The concept of dangerous cargo has a narrower meaning under the Hague-Visby RulesUnder Art. IV, r.6, goods that only cause delay to the carrier are not treated as dangerous. However, where the carriage or discharge of a specific cargo constitutes ‘violation of or non-compliance with some municipal law’ that specific cargo may be considered as dangerous (The Darha Radhe).

At common law, there is an implied duty on the part of the charterer not to ship goods that are of such a dangerous character that the shipowner could not reasonably be aware of their dangerous character.

Unless the charterers give notice to the shipowners (or their agent) as to the dangerous nature of the goods, they will be liable for damage arising from the shipment of such goods.

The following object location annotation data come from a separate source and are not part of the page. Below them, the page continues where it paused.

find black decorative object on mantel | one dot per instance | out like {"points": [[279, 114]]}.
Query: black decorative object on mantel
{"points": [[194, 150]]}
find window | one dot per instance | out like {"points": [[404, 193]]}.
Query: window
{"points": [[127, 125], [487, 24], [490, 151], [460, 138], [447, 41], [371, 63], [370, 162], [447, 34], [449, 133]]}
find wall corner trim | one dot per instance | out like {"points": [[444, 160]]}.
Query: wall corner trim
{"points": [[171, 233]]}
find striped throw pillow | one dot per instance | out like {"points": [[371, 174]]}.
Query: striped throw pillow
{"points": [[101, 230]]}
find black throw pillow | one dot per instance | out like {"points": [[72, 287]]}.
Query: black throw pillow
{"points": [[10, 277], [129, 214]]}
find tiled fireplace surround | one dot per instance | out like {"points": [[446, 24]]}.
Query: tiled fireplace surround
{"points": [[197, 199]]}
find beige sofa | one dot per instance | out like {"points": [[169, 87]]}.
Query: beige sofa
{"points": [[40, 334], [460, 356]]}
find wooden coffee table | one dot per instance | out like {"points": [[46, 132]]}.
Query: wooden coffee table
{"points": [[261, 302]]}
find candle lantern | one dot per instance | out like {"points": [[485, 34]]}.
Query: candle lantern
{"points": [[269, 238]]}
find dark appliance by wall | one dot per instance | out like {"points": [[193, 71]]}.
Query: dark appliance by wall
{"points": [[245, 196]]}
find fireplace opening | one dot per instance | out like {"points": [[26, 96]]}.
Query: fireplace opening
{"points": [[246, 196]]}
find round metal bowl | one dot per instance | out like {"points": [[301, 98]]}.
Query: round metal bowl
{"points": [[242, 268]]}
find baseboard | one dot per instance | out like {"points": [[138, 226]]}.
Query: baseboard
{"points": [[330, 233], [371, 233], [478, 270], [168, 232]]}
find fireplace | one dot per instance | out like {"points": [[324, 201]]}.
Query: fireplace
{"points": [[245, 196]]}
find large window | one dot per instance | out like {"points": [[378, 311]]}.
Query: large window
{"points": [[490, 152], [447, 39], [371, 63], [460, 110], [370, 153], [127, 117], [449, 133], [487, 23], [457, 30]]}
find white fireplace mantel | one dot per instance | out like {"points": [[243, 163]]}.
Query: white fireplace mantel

If the shipowner accepts a cargo that has dangerous characteristics, the shipowner is taken to have agreed to bear the risks inherent in the normal carriage of cargo of that description (see The Aconcagua and The Athanasia Comninos).

The charterer will only be liable for loss beyond the inherent risks, or if the goods shipped do not correspond to the contractual description (The Amphion).

If the cargo is not inherently dangerous but proves to be dangerous in the particular case, it was long controversial whether the charterer (or other shipper) was liable absolutely or had to be shown to be negligent. At common law, the duty of the charterer (or other shipper) as to dangerous cargo is absolute (Brass v Maitland).

This duty is also stipulated under the Hague-Visby Rules. This raises the question of whether the duty is also absolute under the Hague-Visby Rules, irrespective of Article IV, rule 3, which provides that:

The shipper shall not be responsible for loss or damage sustained by the carrier or the ship arising or resulting from any cause without the act, fault or neglect of the shipper, his agents or his servants.

In The Giannis NK, the House of Lords held that the shipper’s obligation as to dangerous cargo (Article IV, rule 6) is not qualified by the provision in Article IV, rule 3. Consequently, this duty was held to be absolute also in the context of the Hague-Visby Rules.